Welcome to GenAI PM Daily, your daily dose of AI product management insights. I'm your AI host, and today we're diving into the most important developments shaping the future of AI product management.
On the product front, Google research lead Logan Kilpatrick announced Veo 3 and the Gemini Embedding model are now accessible via API, alongside a free Gemini Pro subscription for Indian students and a preview of Gemini 2.5 Pro with Deep Search for Pro and Ultra subscribers. Phil Schmid said Gemini CLI has merged over 90 contributions, released a public roadmap, and is adding IDE and agent features. Comet lead Arav Srinivas showcased on-the-fly email and calendar cards that let users customize drafts and join meetings from generated UI.
On the AI tools front, HubSpot co-founder Dharmesh Shah praised Perplexity’s Comet AI browser as a mini customizable computer, running client-server compute and supporting local models. Additionally, Claire Vo demonstrated vibecoding, spinning up a Next.js/TypeScript/Sanity CMS scaffold in minutes for non-frontend coders.

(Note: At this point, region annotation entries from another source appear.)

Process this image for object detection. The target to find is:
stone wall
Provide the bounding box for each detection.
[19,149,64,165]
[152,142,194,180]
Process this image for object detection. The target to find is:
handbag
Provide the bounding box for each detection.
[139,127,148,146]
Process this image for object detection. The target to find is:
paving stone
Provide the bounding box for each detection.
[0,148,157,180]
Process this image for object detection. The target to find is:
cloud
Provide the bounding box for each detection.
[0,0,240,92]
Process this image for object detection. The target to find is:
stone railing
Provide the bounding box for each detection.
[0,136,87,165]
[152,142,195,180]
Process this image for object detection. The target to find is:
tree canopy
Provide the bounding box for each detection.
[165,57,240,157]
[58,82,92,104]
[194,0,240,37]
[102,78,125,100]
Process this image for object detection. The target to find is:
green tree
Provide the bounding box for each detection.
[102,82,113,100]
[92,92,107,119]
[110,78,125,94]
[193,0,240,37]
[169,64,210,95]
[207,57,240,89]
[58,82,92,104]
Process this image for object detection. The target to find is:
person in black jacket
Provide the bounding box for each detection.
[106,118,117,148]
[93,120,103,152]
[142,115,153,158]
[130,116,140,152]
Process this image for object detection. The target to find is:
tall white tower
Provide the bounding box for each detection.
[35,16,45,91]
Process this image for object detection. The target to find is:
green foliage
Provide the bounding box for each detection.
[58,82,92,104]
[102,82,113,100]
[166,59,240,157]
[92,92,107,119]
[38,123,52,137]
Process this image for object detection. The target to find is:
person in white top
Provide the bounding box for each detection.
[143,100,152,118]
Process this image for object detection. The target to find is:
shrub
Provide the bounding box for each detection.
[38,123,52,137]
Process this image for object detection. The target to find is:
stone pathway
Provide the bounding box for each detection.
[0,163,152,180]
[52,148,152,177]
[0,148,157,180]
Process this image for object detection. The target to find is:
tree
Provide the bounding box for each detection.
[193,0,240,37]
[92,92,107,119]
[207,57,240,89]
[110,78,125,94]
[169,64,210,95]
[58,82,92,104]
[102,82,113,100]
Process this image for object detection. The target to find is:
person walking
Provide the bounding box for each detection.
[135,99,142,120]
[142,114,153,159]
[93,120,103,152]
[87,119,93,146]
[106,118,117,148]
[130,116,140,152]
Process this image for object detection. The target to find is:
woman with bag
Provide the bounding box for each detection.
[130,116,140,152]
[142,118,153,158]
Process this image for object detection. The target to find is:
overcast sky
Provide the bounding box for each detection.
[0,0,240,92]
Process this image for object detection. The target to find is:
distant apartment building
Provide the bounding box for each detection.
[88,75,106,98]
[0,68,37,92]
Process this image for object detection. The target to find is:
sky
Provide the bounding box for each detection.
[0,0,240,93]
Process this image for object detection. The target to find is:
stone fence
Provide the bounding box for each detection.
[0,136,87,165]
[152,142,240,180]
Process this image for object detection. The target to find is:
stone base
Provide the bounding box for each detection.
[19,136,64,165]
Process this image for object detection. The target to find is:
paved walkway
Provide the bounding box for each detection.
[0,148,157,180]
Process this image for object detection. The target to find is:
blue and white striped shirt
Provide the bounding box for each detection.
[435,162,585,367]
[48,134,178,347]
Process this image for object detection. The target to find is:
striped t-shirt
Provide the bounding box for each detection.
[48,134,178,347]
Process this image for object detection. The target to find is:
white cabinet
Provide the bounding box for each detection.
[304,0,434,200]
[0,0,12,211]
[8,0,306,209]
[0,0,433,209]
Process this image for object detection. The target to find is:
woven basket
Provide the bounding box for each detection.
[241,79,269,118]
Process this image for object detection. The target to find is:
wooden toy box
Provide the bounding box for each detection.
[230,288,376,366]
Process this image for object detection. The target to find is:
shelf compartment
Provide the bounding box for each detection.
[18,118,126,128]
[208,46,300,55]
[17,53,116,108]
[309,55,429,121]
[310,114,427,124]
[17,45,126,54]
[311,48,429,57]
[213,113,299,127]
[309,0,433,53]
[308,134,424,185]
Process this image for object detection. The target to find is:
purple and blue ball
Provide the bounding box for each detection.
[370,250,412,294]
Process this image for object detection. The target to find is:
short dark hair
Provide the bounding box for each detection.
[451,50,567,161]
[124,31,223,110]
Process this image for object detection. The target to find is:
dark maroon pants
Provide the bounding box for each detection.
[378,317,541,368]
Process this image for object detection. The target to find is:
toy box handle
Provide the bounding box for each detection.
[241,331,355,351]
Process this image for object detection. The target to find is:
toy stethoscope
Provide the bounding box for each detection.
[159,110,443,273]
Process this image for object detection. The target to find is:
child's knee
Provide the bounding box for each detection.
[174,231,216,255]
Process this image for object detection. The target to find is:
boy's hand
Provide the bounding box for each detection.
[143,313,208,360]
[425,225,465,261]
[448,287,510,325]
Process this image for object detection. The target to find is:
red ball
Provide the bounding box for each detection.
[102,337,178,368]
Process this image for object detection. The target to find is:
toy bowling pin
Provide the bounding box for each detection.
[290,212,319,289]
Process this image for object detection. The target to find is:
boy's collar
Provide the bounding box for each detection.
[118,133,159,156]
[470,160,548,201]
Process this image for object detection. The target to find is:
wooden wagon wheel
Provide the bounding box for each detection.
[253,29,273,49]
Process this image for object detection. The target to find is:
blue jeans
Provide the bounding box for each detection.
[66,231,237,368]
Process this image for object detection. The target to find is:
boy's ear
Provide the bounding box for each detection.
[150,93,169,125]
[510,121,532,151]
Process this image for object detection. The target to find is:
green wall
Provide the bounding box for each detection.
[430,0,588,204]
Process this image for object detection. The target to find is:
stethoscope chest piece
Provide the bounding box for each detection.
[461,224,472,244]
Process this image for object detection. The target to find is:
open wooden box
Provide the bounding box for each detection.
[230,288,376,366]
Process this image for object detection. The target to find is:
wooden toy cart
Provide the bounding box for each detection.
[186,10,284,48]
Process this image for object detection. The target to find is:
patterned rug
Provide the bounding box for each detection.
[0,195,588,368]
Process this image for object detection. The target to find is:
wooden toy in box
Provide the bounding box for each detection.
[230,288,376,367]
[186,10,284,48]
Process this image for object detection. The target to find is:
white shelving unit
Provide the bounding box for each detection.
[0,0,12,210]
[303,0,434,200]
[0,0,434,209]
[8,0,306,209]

On the PM side, Aakash Gupta noted that Google’s new interview format is being copied industry-wide and outlined three variants candidates should prepare for. Product discovery coach Teresa Torres offered a guide comparing open and closed ecosystems, helping PMs choose the model best aligned with their business goals.
In industry news, OpenAI CEO Sam Altman said the company will exceed one million GPUs online by year-end and challenged his team to pursue 100× growth. Product advisor Lenny Rachitsky highlighted an interview with Anthropic co-founder Ben Mann, who left OpenAI over safety concerns, forecast a 50% chance of superintelligence by 2028 with up to a 10% catastrophic-risk chance, defined an Economic Turing Test for transformative AI, and detailed Anthropic’s constitutional AI and self-critique via reinforcement learning.
Turning to engineering workflows, LaunchDarkly tech leader Zach Davis described centralizing AI agent rules and docs in one monorepo directory covering style guides, TypeScript essentials and accessibility to ensure consistency across agents like Cursor and Devon. They route frontend test logs into files, use Claude to cluster over 1,200 warnings and generate tiered AI task checklists, systematically reducing tech debt and noisy logs. They also trained a custom GPT on interview rubrics and past scorecards to generate Slack-ready feedback, maintaining a consistent hiring bar.
In a coding walkthrough, engineers set up a Grock MCP server to fetch trending AI posts via live search, then ran a cloud code script to capture date-stamped summaries and screenshots. They assembled a 60-second AI news video by generating a script, adding AI voiceover and images, stitching clips with ffmpeg, adding background music and automating uploads—then applied the pipeline to top Reddit posts.
That's a wrap on today's GenAI PM Daily. Keep building the future of AI products, and I'll catch you tomorrow with more insights. Until then, stay curious!